Shock Tube Measurements of the tert-Butanol + OH Reaction Rate and the tert-C4H8OH Radical β-Scission Branching Ratio Using Isotopic Labeling

Abstract

The overall rate constant for the reaction tert-butanol + OH → products was determined experimentally behind reflected shock waves by using (18)O-substituted tert-butanol (tert-butan(18)ol) and tert-butyl hydroperoxide (TBHP) as a fast source of (16)OH. The data were acquired from 900 to 1200 K near 1.1 atm and are best fit by the Arrhenius expression 1.24 × 10(-10) exp(-2501/T [K]) cm(3) molecule(-1) s(-1). The products of the title reaction include the tert-C4H8OH radical that is known to have two major β-scission decomposition channels, one of which produces OH radicals. Experiments with the isotopically labeled tert-butan(18)ol also lead to an experimental determination of the branching ratio for the β-scission pathways of the tert-C4H8OH radical by comparing the measured pseudo-first-order decay rate of (16)OH in the presence of excess tert-butan(16)ol with the respective decay rate of (16)OH in the presence of excess tert-butan(18)ol.
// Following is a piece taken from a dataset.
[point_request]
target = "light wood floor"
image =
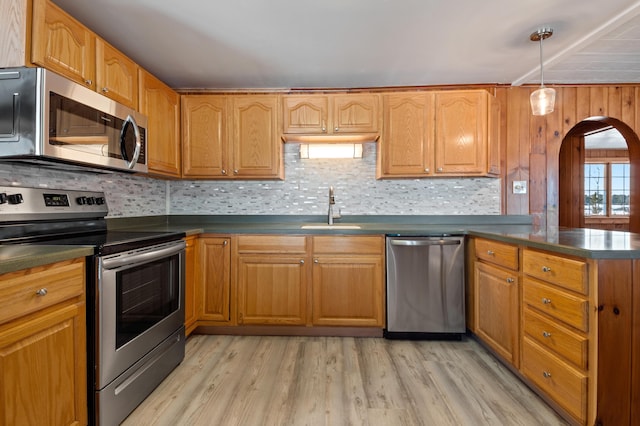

The two decay rates of (16)OH as a result of reactions with the two forms of tert-butanol differ by approximately a factor of 5 due to the absence of (16)OH-producing pathways in experiments with tert-butan(18)ol. This indicates that 80% of the (16)OH molecules that react with tert-butan(16)ol will reproduce another (16)OH molecule through β-scission of the resulting tert-C4H8(16)OH radical. (16)OH mole fraction time histories were measured using narrow-line-width laser absorption near 307 nm. Measurements were performed at the line center of the R22(5.5) transition in the A-X(0,0) band of (16)OH, a transition that does not overlap with any absorption features of (18)OH, hence yielding a measurement of (16)OH mole fraction that is insensitive to any production of (18)OH.